Though I found certain sections of it fairly clichéd on the whole I enjoyed The Town That Never Retired which kept me hooked from beginning to end, thanks mostly to the endearing nature of the old folks who were selected to take part in the programme. Of them my favourite was probably Ruth who had been looking for something to do following the death of her husband and really seemed to thrive in the fast-paced environment of the restaurant as did pot-washer John. The highlights of the show though were the visits from Nick and Margaret who thankfully haven’t lost any of the chemistry that they shared back in the early days of The Apprentice. Nick was constantly worrying about the lack of ability that the group had pin-pointing where he felt they were struggling while Margaret was more encouraging looking for the good points in each of the pensioners. The pair also occasionally bicker like an old married couple with the best example being Nick trying to help Margaret on with her safety shoes and her trying to fight him off reminding him that she was the younger of the pair. It’s a shame then that Margaret isn’t on TV as much anymore while Nick seems to be taking on more work, despite here claiming that he could never work full time I’m sure Countdown takes up a lot of his week, I’m hoping that this is the first of many programmes that they will work on together.

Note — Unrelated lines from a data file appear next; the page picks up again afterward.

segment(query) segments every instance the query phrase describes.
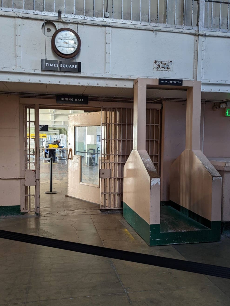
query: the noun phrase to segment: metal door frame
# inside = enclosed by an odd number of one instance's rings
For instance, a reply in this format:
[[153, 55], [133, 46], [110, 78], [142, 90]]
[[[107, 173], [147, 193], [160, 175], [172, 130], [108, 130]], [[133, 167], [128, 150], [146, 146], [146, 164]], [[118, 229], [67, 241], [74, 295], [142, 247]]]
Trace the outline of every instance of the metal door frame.
[[[40, 214], [40, 164], [39, 150], [39, 106], [38, 104], [25, 105], [21, 104], [20, 106], [20, 143], [22, 144], [20, 147], [21, 160], [23, 165], [21, 174], [25, 180], [22, 181], [21, 187], [21, 213], [24, 214], [26, 213], [34, 211], [36, 215]], [[32, 120], [30, 118], [30, 112], [29, 111], [27, 116], [27, 110], [34, 110], [34, 119]], [[33, 155], [31, 154], [30, 150], [31, 123], [34, 123], [35, 128], [34, 162], [31, 161], [31, 157]], [[28, 131], [29, 136], [27, 136]], [[28, 140], [29, 139], [28, 141]], [[29, 158], [28, 158], [29, 156]], [[32, 166], [32, 165], [33, 166]], [[29, 170], [28, 171], [28, 170]], [[30, 179], [30, 171], [32, 174], [33, 178]], [[32, 182], [33, 181], [33, 182]], [[34, 186], [34, 193], [33, 193], [31, 186]], [[34, 208], [32, 208], [31, 205], [32, 197], [34, 197]]]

My issue with the programme was that most of those featured struggled because they’d been out of work rather than because of the age that they were. If Sheila for example had stayed on in her job at a nurse without retiring she’d have been trained in how to use the computers as well as learning the latest guidelines for treating patients so she wouldn’t then have been given a failing grade when Nick Hewer came to call. If the point of the show was to demonstrate what life would be like if everybody was forced to work till their 80th birthday then I think it fell down slightly due to the fact that if you kept working then you’d be able to keep up with what was going on around you. The main points being made about the elderly were that they can’t do as much as they could physically, they couldn’t handle the new technology or they couldn’t keep up with the pace but I don’t think the same could be said for the next generation who may have to work well into their seventies. Overall with two wonderful hosts and a bunch of colourful subjects The Town That Never Retired did paint the older generation in a positive light so personally I can’t wait to see how they get on tomorrow when they have to compete for their jobs with a bunch of out-of-work youngsters.

What did you think to the first episode of The Town That Never Retired? Do you think Nick and Margaret have still got the chemistry they shared on The Apprentice? Leave Your Comments Below.


  1. Elizabeth Moss on July 13, 2012 at 12:56 pm

    I would just like to point out that in her prime Shelia Townsend was a kind,very hard working person who was well liked,respected and admired not only as a person but as a dedicated Nurse whom worked a long side my mother Barbara Moss .Sacrificing family time and there own health due to long hours,lack of sleep.
    Well done Shelia for making a successful career out of nursing.
    You where one of the best and still are.

  2. Ann Brebner on July 15, 2012 at 9:13 pm

    I thought the programme was great I couldnt believe what the guys achieved on the building site unbelievable!